Mientras el Gobierno nos engatusa con “highlihts” sobre sus ejecutorias emblemáticas: visitas sorpresa, construcciones de escuelas e índices de reducción de la pobreza, la ciudadanía vive su cotidianidad con señales preocupantes de degradación de su calidad de vida.
Mi primer cara a cara con la rabia tuvo lugar hace unos años, cuando un gato enfurecido atacó a mi hija adolescente en nuestra urbanización de Arroyo Hondo en Santo Domingo.
El animal se precipitó sobre ella y la arañó, al igual que a una trabajadora de una casa vecina. Debo reconocer que mis conocimientos sobre la rabia eran muy limitados, ya que crecí en la capital de la patria del Profesor Pasteur y la existencia de la rabia para mí era algo de otra época, así que no le presté atención al comportamiento errático del gato. Desinfecté el rasguño sin más preocupaciones.
Al regresar a casa mi esposo, hijo de médico, se enteró del acontecimiento, se alarmó e indagó hasta enterarse que vecinos habían matado al gato por su agresividad y habían tirado el cadáver en el “camión de la basura” que pasaba en este mismo momento.
El mandó a buscar el gato muerto en la estación de transferencia de desechos sólidos de Villas Agrícolas. Una vez hallado el cuerpecito del animal, se llevó de inmediato a analizar en el Centro Antirrábico de la Avenida Duarte, a la vez que se le hacía una inyección anti rábica a las dos afectadas.
Al día siguiente, el resultado de las pruebas arrojó que el gato efectivamente tenía rabia. Tanto mi hija como la trabajadora doméstica fueron sometidas a las 20 y tantas inyecciones necesarias para evitar contraer la terrible enfermedad.
Por precario y vetusto que era este centro, nos brindó un servicio eficaz, rápido, profesional y nos liberó de un gran susto, al igual que a todos los usuarios de la institución con quienes nos cruzamos durante ese mes.
Me quedé sin palabras cuando me enteré que este espacio había sido cerrado y sus funciones repartidas a los cuatro vientos: los casos sospechosos de rabia siendo manejados en los hospitales y las pruebas de inmunoflorescencia que anteriormente se realizaban en el laboratorio del Antirrábico tienen que ser enviadas al Centro para el Control y Prevención de Enfermedades (CDC) de Atlanta, en los Estados Unidos.
Al saber esto me dio una nueva sensación de desamparo, que se agrega al extendido sentimiento de desprotección que se vive en nuestro país.
Desamparo, porque bajo la amenaza de un arma de fuego, no hay un día que -a pie o en un carro- una persona allegada, de cualquier nivel social, no sea atracada, despojada de su reloj, celular, cartera, o cualquier otro bien. Esto, en el mejor de los casos…

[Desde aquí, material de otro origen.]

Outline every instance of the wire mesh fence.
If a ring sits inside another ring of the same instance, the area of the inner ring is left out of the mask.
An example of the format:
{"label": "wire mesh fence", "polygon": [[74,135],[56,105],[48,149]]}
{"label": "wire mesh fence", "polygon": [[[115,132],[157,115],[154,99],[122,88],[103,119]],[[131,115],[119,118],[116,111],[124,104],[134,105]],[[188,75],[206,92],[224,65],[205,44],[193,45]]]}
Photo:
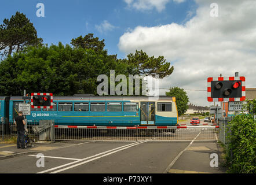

Acontecimientos como estos, que ocurren a plena luz del día, con modalidades a veces inverosímiles, se agregan a los feminicidios y a todo tipo de homicidios, y a las noticias sobre el auge indetenible del crimen organizado que nos carcome.
Esta situación tiene, como lo dice la socióloga Liliam Bobea, costos intangibles: o sea, “el miedo, un sentimiento de acoso constante que impacta la movilidad física de las personas, el disfrute del espacio publico y, consecuentemente, el deterioro de la calidad de vida”.
Es tanto así, que muchos conocidos han cambiado sus hábitos de vida (sectores y rutas, recorridos, horas de salidas etc..), desde hace tiempo, para tratar de mitigar los riesgos.
El desamparo está en muchas partes, producto de la desorganización de la vida en común, y merma una calidad de vida ya tambaleante.
Esta realidad de vida cotidiana entra en total contradicción con un excelente video de promoción de la Republica Dominicana realizado por el Banco de Reservas, que nos promueve con mucho talento como un país moderno, pujante y organizado… lo que soñamos de ser algún día. Al final, es mejor ser turista en un resort que un ciudadano común y corriente de la República Dominicana.